刚刚吃了苦头,自觉很委屈的施梦萦没有得到想象中的关怀和安慰,她并不完全是傻蛋,也能体会崔志良此刻的不快。
只是她不知道该说什么,只好就那样呆愣愣地坐着,两人无语良久。沉默的时间长了,施梦萦越来越感觉好像自己有点对不起崔志良,使他扫兴了。
如果刚才忍一下,让他完全插进去,也许就好了?可一旦回忆起那种不可思议的剧痛,她又坚定地相信自己绝对没错,是非要玩这种奇怪花样的崔志良过于异想天开了。
自己已经勉为其难地陪他尝试过,疼得受不了才放弃,如果他对此都不能体谅,那只能是他的问题。崔志良一直都没说什么,既没有宽慰,也没有抱怨,只是显得很沉默,过了一会靠在床头看起了电视。
整个下午的时光就这样沉闷而缓慢地度过,吃过晚饭,崔志良以第二天很早要去上班为由,早早离开,尽管略微闹得有些不愉快,但施梦萦没把这个小小的插曲放在心上。恋爱嘛,磕磕绊绊总会有的,何况两人分开了那么多年,重新在一起还没多久。
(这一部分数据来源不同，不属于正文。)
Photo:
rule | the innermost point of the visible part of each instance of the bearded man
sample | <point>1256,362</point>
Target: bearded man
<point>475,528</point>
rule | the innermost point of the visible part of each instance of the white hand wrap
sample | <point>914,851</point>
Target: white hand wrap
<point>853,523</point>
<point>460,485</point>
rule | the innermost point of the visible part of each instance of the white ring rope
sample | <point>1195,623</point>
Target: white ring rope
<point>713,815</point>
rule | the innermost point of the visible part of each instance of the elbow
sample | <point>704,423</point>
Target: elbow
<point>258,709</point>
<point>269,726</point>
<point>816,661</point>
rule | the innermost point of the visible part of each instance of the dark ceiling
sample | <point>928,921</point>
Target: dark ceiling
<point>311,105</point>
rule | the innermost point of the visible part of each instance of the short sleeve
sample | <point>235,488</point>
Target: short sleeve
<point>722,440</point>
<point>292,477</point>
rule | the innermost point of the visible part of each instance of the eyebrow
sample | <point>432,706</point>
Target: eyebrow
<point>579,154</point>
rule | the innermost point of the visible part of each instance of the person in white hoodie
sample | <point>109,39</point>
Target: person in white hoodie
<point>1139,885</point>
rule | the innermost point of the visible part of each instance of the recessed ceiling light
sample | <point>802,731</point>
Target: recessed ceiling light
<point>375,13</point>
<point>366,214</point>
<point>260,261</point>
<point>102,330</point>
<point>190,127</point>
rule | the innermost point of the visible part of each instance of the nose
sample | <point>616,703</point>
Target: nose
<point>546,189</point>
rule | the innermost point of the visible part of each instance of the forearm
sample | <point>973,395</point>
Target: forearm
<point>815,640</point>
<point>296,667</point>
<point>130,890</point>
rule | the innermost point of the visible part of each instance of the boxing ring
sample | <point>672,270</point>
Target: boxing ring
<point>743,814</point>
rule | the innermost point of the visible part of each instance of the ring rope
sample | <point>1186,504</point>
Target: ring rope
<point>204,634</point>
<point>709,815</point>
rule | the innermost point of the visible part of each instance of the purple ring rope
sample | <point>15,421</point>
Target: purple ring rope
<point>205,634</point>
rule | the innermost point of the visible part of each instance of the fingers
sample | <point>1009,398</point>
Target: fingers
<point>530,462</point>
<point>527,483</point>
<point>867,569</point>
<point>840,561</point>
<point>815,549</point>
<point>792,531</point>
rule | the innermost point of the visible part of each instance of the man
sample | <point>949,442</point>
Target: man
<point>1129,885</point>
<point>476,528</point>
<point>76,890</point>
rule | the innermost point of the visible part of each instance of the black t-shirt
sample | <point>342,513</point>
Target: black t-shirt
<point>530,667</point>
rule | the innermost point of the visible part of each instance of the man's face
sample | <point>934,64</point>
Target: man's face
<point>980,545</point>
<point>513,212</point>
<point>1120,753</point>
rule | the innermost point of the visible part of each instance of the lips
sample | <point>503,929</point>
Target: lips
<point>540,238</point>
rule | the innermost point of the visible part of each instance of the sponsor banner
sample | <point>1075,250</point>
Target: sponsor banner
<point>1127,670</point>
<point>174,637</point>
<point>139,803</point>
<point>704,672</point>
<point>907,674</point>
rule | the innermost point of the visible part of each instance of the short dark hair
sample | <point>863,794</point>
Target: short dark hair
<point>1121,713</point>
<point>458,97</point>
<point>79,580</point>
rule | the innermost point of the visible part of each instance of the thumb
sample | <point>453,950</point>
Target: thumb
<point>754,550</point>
而崔志良尽管没有爆发,却远不像她那样云淡风轻。屁眼是施梦萦对他最大的吸引点,到嘴边的鸭子都飞了,崔志良是非常不爽的。他当然清楚自己现在的行为冒着多大的风险。脚踩两条船本来就难,何况自己的正牌女友可不是能任由欺负的。
之所以宁可冒险也要和施梦萦搞在一起,纯粹只是因为自己能从她的肉体得到足够的乐趣。无论是长相、身材,施梦萦无疑都要胜过裘欣悦,单从心理体验而言,操施梦萦和陪裘欣悦做ài,两种完全不同的滋味也是前者更令他满足。
还有就是施梦萦的屁眼,这是崔志良最念念不忘的企图。人都是有惯性,或者说是惰性的,在某种强烈的愿望支撑下。
尽管明知不妥,还是舍不得未达目的就罢手。他还想再坚持一段时间,总觉得只要自己小心些,短时间内做到左右逢源应该不算太难,等到该玩的玩了,该爽的爽了,然后再撤!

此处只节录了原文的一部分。